Dans le même temps, les prévisions à trois ans sont restées à 2,4 %, tandis que les perspectives à cinq ans sont restées stables à 2,1 % pour le septième mois consécutif.
L'incertitude concernant les prévisions d'inflation pour les douze prochains mois est restée inchangée en juin.
Dans l'ensemble, l'évolution des perceptions et des attentes en matière d'inflation a suivi des tendances similaires dans les différentes catégories de revenus.
Les jeunes répondants (âgés de 18 à 34 ans) ont continué à faire état de perceptions et d'anticipations d'inflation moins élevées que les répondants plus âgés (âgés de 35 à 54 ans et de 55 à 70 ans), bien que la différence soit moins importante que les années précédentes.
En ce qui concerne le revenu et la consommation, les attentes des consommateurs en matière de croissance du revenu nominal au cours des 12 prochains mois sont restées à 1 % en juin.
Cette stabilité apparente masque une baisse des anticipations chez les personnes à hauts revenus, compensée par une hausse des anticipations chez les groupes à faibles revenus, explique la BCE.
La croissance attendue des dépenses nominales pour les 12 prochains mois est tombée à 3,2 % en juin, contre 3,5 % en mai et 3,7 % en avril.
Cette baisse reflète l'incertitude économique croissante de ces derniers mois, ainsi qu'une inflation attendue plus faible, souligne la Banque centrale.
Les prévisions de croissance économique pour les 12 prochains mois sont devenues moins négatives, passant de -1,9 % en avril à -1,1 % en mai et -1 % en juin.

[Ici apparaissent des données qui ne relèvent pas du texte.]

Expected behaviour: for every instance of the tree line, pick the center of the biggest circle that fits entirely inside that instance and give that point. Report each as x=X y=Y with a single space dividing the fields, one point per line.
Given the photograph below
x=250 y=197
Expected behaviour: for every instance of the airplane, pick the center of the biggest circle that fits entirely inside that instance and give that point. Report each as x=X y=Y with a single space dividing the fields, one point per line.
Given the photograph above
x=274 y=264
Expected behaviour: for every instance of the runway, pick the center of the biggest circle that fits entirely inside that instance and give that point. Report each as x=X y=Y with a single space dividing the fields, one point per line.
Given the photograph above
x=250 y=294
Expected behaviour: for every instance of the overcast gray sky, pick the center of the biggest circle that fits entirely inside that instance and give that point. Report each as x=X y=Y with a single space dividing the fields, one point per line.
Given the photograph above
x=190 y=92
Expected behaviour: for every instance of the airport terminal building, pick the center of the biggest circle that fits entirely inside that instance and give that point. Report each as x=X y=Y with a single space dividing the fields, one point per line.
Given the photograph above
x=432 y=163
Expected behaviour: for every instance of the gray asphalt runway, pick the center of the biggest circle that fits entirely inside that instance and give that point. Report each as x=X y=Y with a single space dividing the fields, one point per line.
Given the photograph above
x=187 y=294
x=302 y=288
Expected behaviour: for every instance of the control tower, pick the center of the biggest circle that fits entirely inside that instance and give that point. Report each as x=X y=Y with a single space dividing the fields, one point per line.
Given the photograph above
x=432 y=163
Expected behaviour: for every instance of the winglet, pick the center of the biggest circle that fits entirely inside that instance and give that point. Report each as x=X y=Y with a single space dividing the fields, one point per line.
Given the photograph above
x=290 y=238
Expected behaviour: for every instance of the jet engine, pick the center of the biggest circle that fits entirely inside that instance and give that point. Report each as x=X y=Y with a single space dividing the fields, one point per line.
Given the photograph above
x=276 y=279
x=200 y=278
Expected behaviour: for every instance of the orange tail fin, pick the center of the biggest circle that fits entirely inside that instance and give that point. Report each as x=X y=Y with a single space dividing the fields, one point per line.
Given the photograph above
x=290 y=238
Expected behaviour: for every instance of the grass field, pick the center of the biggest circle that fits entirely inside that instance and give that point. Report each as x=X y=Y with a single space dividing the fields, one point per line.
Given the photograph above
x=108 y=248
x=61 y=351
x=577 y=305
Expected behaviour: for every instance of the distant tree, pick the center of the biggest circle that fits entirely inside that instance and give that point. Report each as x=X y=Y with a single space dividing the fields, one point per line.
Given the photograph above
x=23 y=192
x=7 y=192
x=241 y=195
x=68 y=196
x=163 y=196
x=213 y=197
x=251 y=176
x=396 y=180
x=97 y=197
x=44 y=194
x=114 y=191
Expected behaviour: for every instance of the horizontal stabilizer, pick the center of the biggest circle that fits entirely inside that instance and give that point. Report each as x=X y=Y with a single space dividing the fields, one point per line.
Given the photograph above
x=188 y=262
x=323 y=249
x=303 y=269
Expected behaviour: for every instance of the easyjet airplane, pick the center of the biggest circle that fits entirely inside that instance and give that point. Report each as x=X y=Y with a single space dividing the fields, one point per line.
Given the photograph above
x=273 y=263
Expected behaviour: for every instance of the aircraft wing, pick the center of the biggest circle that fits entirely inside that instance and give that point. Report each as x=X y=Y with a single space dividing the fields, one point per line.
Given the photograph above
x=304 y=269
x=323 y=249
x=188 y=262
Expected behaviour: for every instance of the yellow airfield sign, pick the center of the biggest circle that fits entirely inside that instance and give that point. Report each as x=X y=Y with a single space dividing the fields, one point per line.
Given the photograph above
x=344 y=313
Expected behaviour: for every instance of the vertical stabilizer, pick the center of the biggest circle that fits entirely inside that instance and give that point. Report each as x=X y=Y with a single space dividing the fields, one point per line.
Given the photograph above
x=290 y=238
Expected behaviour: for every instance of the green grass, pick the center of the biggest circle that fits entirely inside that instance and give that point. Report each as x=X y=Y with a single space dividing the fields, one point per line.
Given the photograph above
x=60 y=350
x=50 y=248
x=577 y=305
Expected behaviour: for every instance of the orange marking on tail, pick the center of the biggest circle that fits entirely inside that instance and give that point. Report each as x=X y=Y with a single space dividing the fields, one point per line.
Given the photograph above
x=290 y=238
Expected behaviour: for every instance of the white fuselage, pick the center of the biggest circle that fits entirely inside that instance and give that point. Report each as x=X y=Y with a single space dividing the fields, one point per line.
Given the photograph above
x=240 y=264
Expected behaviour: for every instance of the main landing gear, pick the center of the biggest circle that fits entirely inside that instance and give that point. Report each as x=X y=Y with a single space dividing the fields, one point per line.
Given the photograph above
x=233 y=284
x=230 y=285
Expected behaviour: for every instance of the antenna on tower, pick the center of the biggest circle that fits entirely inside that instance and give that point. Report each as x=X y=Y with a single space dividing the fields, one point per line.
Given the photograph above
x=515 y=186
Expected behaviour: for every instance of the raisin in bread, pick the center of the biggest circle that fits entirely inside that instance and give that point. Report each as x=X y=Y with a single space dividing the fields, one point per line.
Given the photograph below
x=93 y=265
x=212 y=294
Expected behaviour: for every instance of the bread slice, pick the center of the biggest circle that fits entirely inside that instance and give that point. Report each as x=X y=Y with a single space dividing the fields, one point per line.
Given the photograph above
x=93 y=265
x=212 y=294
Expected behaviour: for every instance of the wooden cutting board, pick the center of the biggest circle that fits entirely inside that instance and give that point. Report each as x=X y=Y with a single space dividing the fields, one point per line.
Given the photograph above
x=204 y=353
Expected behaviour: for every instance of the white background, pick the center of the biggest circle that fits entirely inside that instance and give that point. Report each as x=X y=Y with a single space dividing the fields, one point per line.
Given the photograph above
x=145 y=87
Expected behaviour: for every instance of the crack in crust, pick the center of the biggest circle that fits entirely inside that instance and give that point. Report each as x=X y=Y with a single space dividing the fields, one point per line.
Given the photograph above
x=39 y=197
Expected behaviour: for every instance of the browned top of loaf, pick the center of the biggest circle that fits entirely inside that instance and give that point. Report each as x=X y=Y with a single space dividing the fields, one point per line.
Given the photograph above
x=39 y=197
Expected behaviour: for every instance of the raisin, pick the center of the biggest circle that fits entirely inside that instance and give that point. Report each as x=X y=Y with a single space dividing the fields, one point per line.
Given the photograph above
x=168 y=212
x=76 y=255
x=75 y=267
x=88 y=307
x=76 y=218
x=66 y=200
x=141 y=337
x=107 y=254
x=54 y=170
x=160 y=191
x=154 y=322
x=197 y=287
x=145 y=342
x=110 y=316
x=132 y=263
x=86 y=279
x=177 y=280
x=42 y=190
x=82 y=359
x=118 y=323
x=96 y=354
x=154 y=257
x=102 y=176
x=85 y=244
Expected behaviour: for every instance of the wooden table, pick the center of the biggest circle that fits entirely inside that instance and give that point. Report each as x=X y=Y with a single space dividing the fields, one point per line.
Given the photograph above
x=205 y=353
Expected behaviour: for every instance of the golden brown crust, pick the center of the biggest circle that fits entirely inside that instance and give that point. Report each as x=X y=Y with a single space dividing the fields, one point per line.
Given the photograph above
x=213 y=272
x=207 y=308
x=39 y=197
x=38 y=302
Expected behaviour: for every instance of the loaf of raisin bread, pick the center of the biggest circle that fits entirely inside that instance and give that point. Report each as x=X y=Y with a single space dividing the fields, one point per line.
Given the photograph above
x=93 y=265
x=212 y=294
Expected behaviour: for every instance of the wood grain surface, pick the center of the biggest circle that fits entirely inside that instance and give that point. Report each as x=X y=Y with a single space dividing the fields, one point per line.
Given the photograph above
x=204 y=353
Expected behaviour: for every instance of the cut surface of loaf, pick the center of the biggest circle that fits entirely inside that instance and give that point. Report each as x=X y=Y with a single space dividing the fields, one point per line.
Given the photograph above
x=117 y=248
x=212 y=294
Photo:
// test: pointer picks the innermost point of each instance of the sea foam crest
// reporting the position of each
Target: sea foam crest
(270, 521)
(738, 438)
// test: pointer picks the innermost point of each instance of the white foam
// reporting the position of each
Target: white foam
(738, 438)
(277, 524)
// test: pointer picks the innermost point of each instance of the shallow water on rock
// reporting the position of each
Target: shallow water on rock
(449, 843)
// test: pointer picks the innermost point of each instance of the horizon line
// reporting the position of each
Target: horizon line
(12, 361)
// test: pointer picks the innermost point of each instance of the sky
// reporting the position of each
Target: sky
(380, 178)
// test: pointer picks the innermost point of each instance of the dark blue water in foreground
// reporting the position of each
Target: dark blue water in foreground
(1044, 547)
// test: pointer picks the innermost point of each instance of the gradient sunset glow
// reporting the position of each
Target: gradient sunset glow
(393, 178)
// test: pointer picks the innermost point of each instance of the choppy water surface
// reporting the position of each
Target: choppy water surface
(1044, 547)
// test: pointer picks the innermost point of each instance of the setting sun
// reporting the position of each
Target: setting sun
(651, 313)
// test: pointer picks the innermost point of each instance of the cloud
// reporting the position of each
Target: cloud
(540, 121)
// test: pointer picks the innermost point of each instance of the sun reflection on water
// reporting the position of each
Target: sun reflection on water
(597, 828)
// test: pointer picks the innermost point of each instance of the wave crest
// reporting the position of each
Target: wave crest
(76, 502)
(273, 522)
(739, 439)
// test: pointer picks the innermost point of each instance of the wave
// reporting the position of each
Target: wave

Les prévisions concernant le taux de chômage à 12 mois ont légèrement diminué, passant de 10,4 % en mai à 10,3 % en juin.
Les consommateurs continuent de s'attendre à ce que le taux de chômage futur ne soit que légèrement supérieur au taux de chômage perçu actuellement (9,8 %), ce qui suggère des perspectives stables pour le marché du travail. Par ailleurs, les consommateurs s'attendent à ce que le prix de leur logement augmente de 3,1 % au cours des 12 prochains mois, soit une légère baisse par rapport au mois de mai (3,2 %).
Les attentes concernant les taux d'intérêt hypothécaires à 12 mois sont tombées à 4,3 %, contre 4,4 % en mai.
Comme les mois précédents, les ménages à faible revenu s'attendent à des taux hypothécaires plus élevés dans les 12 mois (4,9 %), tandis que les ménages à revenu plus élevé s'attendent à des taux plus bas (3,9 %).
Le pourcentage de ménages déclarant s'attendre à un resserrement des conditions de crédit au cours des 12 prochains mois a légèrement diminué.